Superscalar, Out-of-Order, and Hazards
CS 441 Lecture, Dr. Lawlor
So the 1980's roll on. Machines get deeper pipelines and better
forwarding, until the machines usually initiate a new instruction every
clock cycle.
Eventually, even one cycle per instruction is not fast enough.
So as the 1990's arrived, designers began adding "wide" superscalar
execution. They added different "execution units", so more
instructions can execute at the same time. For
example, 1994's PowerPC 601 could issue one integer, one floating-point, and one load/store instruction every clock cycle.

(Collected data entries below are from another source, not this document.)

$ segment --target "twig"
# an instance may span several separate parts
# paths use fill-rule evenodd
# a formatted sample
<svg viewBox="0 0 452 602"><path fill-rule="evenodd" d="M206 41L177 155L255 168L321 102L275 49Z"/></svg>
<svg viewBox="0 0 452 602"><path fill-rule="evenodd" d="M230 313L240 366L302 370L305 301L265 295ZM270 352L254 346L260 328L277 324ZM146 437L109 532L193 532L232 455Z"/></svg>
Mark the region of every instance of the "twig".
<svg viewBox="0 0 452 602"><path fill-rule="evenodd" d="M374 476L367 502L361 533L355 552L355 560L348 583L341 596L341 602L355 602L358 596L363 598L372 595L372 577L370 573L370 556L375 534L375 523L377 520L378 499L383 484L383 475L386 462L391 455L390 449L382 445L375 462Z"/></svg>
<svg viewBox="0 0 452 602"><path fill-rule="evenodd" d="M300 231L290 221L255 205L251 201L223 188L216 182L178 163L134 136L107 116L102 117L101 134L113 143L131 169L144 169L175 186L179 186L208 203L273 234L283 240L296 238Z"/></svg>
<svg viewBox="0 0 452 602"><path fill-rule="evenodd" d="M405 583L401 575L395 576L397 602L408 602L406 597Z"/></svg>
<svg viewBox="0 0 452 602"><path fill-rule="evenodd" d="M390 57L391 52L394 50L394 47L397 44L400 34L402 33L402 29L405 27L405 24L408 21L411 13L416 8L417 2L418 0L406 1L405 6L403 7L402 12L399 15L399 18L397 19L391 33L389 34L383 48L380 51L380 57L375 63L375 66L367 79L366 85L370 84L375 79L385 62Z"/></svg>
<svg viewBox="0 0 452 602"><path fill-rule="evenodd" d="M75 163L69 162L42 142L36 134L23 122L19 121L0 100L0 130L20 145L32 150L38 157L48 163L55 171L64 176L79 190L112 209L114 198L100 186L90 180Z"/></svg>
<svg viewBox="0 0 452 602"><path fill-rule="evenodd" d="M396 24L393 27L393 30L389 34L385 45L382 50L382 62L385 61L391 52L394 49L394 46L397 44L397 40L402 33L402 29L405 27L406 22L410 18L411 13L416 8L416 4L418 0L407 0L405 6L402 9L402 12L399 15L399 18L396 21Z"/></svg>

But there's a problem with superscalar processors. Say you've got
a loop that consists of four integer instructions, then four load/store
instructions. Since there's only one integer unit, the first 4
clock cycles are spent executing the integer instructions. The
first load/store can start at the same time as the last integer
instruction, but then the load/store unit becomes the bottleneck and
the loop takes an additional 3 clock cycles, for a total of 7 clocks.
But if your four integer and load/store instructions were interleaved,
the loop could take just 4 clock cycles to execute, because both units
would always be busy. So for a few years in the early 1990's,
the *order* you wrote your code could make a huge
difference in performance.
But then hardware designers realized that they *don't* have to execute
the instructions in the exact order specified by software; any
equivalent order that computes the same result will work just as
well. Hence by the mid-1990's "out-of-order execution"
CPUs became dominant; until today the CPU might look several dozen
instructions ahead to determine which instructions it can safely
begin.
Data Dependencies
The biggest limit to superscalar execution, though, is data dependencies (RAW, WAR, and WAW). (Read it!)
But you can reduce most of the "fake" dependencies (WAR and WAW) using register renaming (i.e., Tomasulo's Algorithm).
There are several interesting transformations you can use to expose and reduce dependencies, such as Software Pipelining.
A naive application of these is unlikely to provide much benefit, since
the compiler and CPU can do naive transformations already; but often
you can exploit features of the algorithm to improve performance.
An Example
For example, here's a loop that computes 12 factorial:
unsigned int prod=1, n=12;
for (unsigned int i=1;i<=n;i++) {
prod*=i;
}
return prod;
(executable NetRun link)
This takes 25ns per call on the NetRun 2.8GHz Pentium 4. Naive loop unrolling produces zero performance gain; basically the CPU is already doing this much:
unsigned int prod=1, n=12;
for (unsigned int i=1;i<=n;i+=2) {
prod*=i;
prod*=(i+1);
}
return prod;
(executable NetRun link)
But if I now use my knowledge that integer multiplication is associative to fully separate even and odd terms:
unsigned int prodA=1, prodB=1, n=12;
for (unsigned int i=1;i<=n;i+=2) {
prodA*=i;
prodB*=(i+1);
}
return prodA*prodB;
(executable NetRun link)
This version has fewer true dependencies, and hence executes dramatically faster--in 18ns instead of 25ns!